Exposition : Du samedi 26 juin 2010 au dimanche 29 août 2010
C’est en 2002, lors d’un séjour en Tanzanie, que Laurent Baheux, frappé par la beauté de la faune en même temps que par sa fragilité, entame un travail photographique qui va devenir au fil des ans un hymne à la vie sauvage et un acte militant en faveur de la préservation de la biodiversité.
Réalisées sur huit années dans plusieurs pays d’Afrique de l’Est et d’Afrique australe, ses images dépeignent un monde préservé mais en sursis. Sa vision n’a cependant rien de béat et ne se résume pas à l’apologie nostalgique d’un éden perdu : le danger, la violence, la mort, s’ils ne sont jamais exhibés, dramatisés, semblent omniprésents et sensibles.
Issu du reportage et principalement de la photographie sportive, Laurent Baheux excelle à saisir le mouvement animal dans son contexte naturel en même temps que des portraits qui nous placent dans une étonnante proximité avec le sujet. Celle-ci ne tient pas qu’à l’emploi du téléobjectif : à travers la posture, l’expression, le regard, ces « visages » détachés de leur environnement nous confrontent à la pensée animale. Pourtant celle-ci nous demeure inaccessible et conserve son mystère, car l’auteur sait éviter cet anthropocentrisme qui entache tant de documentaires animaliers. Ces bêtes ne sont ni des objets - fussent-ils d’admiration -, ni des ersatz d’humains. La fragmentation des corps accentue cette intimité sensuelle : ce qui s’impose à nous, par-delà nos représentations et notre savoir, c’est le hérissement dru d’une crinière de lion, les crevasses tortueuses d’une peau de rhinocéros, la tension d’un muscle, l’inquiétude d’un regard ou l’abandon d’un ventre livré au soleil.

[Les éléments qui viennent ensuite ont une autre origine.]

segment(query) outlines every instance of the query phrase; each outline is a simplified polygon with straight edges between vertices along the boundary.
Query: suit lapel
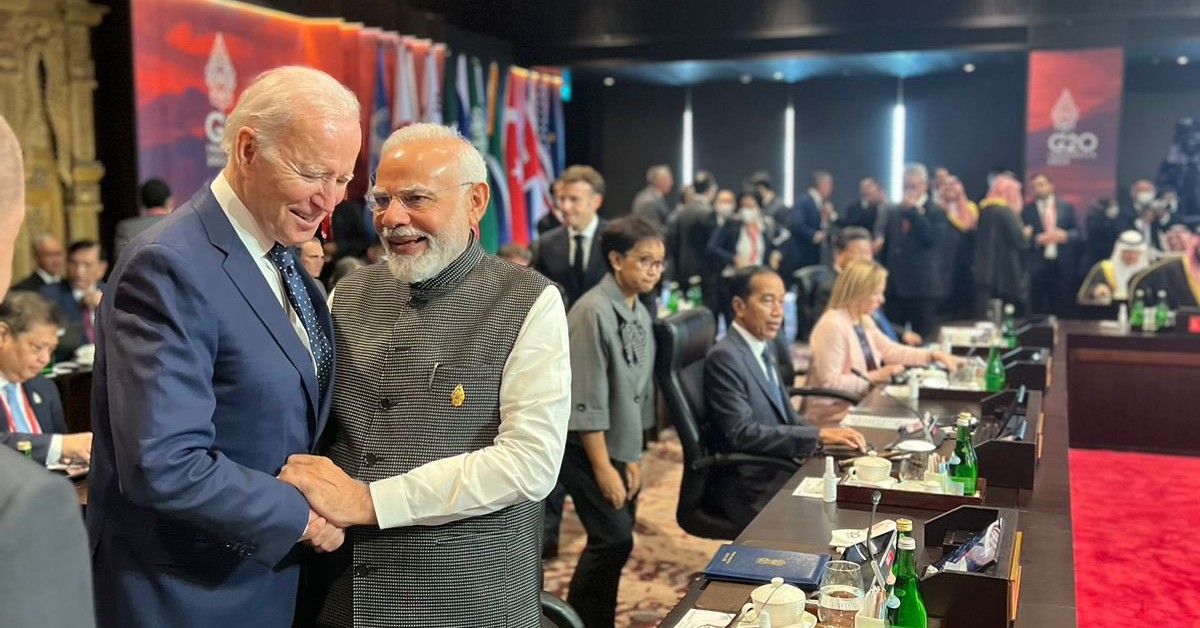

Laurent Baheux se dit influencé par Peter Beard, cet autre chantre de la nature africaine. Le choix du noir et blanc lui permet de sublimer la beauté des corps, d’éviter tout aspect anecdotique, de jouer de la force graphique qu’offrent les ombres, les silhouettes à contre-jour, les rayures des zèbres, les taches des léopards ; il s’amuse de la symétrie des postures dans lesquelles il surprend girafes, ou vautours, de répétitions formelles - la boucle formée par la queue d’un lion et par le cou d’une autruche - qui se prolongent parfois sur plusieurs images groupées en diptyques ou en triptyques.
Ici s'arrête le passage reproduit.